The city’s economic development advisory committee is also working on a tourism plan.
He said the city has several thick tourism binders from studies done in the past 20 years.
“I don’t want another 600-page binder of what we have. I want them to go through them and come back with four or five pages of what are our assets and what are the best things for us to look at developing.”
A possibility is to improve the Fire Tower Lookout. He said Parry Sound also has a fire tower, and they put a stairwell on it so the public could walk to the crows nest they put at the top.
The Elliot Lake Boat Launch phase two project is set to go in this summer, which would include finger dock and a fishing pier that would jet out about 200 feet into the lake.
Marchisella said the “city is in the strongest financial position that it has been in in over a decade, and was from our auditors BDO. Currently, we have $15 million in reserves.”
However, a lot of that money is earmarked for specific projects.
The city was to start its 10-year infrastructure renewal project in 2018.
“It’s not about shave and pave and making nice looking roads on top, it’s about what’s underground. What’s underground in Neighbourhood One is crumbling and has been for years.”
They have to dig it all up and replace water and sewer lines. However, the city’s request for proposal came back double what they budgeted, says Marchisella.
“And that’s a hard pill for anyone to swallow.”
He said they will be putting out another request for proposal early this year.
“(It will) give time for our local contractors to give us some fair bids, and if need be, (we will) go beyond our local contractors and see what the bids are elsewhere.”
He said two years ago they got a quote from a company in the Niagara Region and that bid was lower than the local companies. They were to use hotel rooms for their employees and had to haul all of their equipment here. Yet, they were cheaper.
“i want our local guys to be working, but why is there such a big difference.

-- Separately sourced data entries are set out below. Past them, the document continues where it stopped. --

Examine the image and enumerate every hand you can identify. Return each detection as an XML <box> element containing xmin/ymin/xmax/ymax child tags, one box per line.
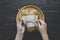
<box><xmin>38</xmin><ymin>19</ymin><xmax>47</xmax><ymax>33</ymax></box>
<box><xmin>16</xmin><ymin>20</ymin><xmax>25</xmax><ymax>33</ymax></box>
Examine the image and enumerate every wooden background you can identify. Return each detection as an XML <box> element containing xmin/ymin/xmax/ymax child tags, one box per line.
<box><xmin>0</xmin><ymin>0</ymin><xmax>60</xmax><ymax>40</ymax></box>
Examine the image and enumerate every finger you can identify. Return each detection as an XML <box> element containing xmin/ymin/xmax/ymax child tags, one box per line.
<box><xmin>39</xmin><ymin>21</ymin><xmax>41</xmax><ymax>25</ymax></box>
<box><xmin>17</xmin><ymin>20</ymin><xmax>22</xmax><ymax>24</ymax></box>
<box><xmin>21</xmin><ymin>20</ymin><xmax>25</xmax><ymax>26</ymax></box>
<box><xmin>38</xmin><ymin>21</ymin><xmax>41</xmax><ymax>27</ymax></box>
<box><xmin>17</xmin><ymin>20</ymin><xmax>22</xmax><ymax>27</ymax></box>
<box><xmin>20</xmin><ymin>20</ymin><xmax>23</xmax><ymax>24</ymax></box>
<box><xmin>39</xmin><ymin>19</ymin><xmax>46</xmax><ymax>25</ymax></box>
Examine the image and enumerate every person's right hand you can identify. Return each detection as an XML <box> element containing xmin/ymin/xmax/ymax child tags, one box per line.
<box><xmin>16</xmin><ymin>20</ymin><xmax>25</xmax><ymax>34</ymax></box>
<box><xmin>38</xmin><ymin>19</ymin><xmax>47</xmax><ymax>33</ymax></box>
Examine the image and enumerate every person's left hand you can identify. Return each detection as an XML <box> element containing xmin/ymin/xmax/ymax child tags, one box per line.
<box><xmin>17</xmin><ymin>20</ymin><xmax>25</xmax><ymax>33</ymax></box>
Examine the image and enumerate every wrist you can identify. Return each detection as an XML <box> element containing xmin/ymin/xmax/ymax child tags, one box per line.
<box><xmin>17</xmin><ymin>28</ymin><xmax>24</xmax><ymax>34</ymax></box>
<box><xmin>39</xmin><ymin>31</ymin><xmax>49</xmax><ymax>40</ymax></box>
<box><xmin>17</xmin><ymin>31</ymin><xmax>24</xmax><ymax>34</ymax></box>
<box><xmin>15</xmin><ymin>32</ymin><xmax>24</xmax><ymax>40</ymax></box>
<box><xmin>39</xmin><ymin>29</ymin><xmax>47</xmax><ymax>34</ymax></box>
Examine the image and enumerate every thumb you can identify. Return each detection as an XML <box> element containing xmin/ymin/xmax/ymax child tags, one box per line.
<box><xmin>38</xmin><ymin>20</ymin><xmax>41</xmax><ymax>27</ymax></box>
<box><xmin>22</xmin><ymin>27</ymin><xmax>25</xmax><ymax>33</ymax></box>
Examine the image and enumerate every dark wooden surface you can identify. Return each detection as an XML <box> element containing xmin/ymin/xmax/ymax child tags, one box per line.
<box><xmin>0</xmin><ymin>0</ymin><xmax>60</xmax><ymax>40</ymax></box>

“That question still needs to be answered for me. i’m struggling with the fact that we’re trying to keep our local economy going and our local people employed, but i don’t want to get screwed like that either.”
City housing shortage
Marchisella said the city is experiencing a housing shortage.
“it was totally unexpected to me four years ago.”

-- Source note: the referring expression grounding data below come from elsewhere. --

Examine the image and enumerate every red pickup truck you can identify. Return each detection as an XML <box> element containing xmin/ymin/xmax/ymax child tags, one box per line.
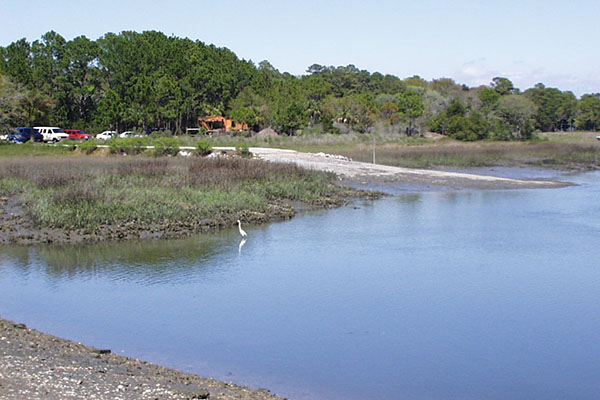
<box><xmin>64</xmin><ymin>129</ymin><xmax>92</xmax><ymax>140</ymax></box>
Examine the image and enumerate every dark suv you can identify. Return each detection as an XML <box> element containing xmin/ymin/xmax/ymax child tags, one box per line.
<box><xmin>8</xmin><ymin>127</ymin><xmax>43</xmax><ymax>143</ymax></box>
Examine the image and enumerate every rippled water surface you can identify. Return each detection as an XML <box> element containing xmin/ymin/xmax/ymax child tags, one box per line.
<box><xmin>1</xmin><ymin>171</ymin><xmax>599</xmax><ymax>400</ymax></box>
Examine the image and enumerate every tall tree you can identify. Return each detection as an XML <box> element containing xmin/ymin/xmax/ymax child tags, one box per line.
<box><xmin>0</xmin><ymin>39</ymin><xmax>33</xmax><ymax>88</ymax></box>
<box><xmin>396</xmin><ymin>89</ymin><xmax>424</xmax><ymax>136</ymax></box>
<box><xmin>31</xmin><ymin>31</ymin><xmax>66</xmax><ymax>97</ymax></box>
<box><xmin>491</xmin><ymin>77</ymin><xmax>516</xmax><ymax>96</ymax></box>
<box><xmin>577</xmin><ymin>94</ymin><xmax>600</xmax><ymax>131</ymax></box>
<box><xmin>0</xmin><ymin>74</ymin><xmax>25</xmax><ymax>129</ymax></box>
<box><xmin>496</xmin><ymin>94</ymin><xmax>537</xmax><ymax>139</ymax></box>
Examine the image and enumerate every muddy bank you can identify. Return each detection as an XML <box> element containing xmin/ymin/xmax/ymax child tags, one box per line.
<box><xmin>0</xmin><ymin>189</ymin><xmax>377</xmax><ymax>245</ymax></box>
<box><xmin>0</xmin><ymin>195</ymin><xmax>294</xmax><ymax>245</ymax></box>
<box><xmin>0</xmin><ymin>317</ymin><xmax>286</xmax><ymax>400</ymax></box>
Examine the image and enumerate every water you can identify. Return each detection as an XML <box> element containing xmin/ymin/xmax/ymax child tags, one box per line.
<box><xmin>1</xmin><ymin>171</ymin><xmax>600</xmax><ymax>400</ymax></box>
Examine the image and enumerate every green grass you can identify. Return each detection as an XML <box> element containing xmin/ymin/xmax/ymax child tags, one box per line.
<box><xmin>0</xmin><ymin>156</ymin><xmax>347</xmax><ymax>230</ymax></box>
<box><xmin>0</xmin><ymin>141</ymin><xmax>74</xmax><ymax>157</ymax></box>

in 2014, he said there were 248 houses on the market, plus private sales.
now, housing companies say they are at capacity, there are waiting lists for apartment in the city; and just before Christmas there were only about 44 homes on the market.
he said the city does have planned subdivisions that are serviced and ready to be built on.
“it’s a matter of getting developers to come in and build something that matches our community, and will also fit within the price range for people coming into the community.”
his address was followed by a questions and answer period.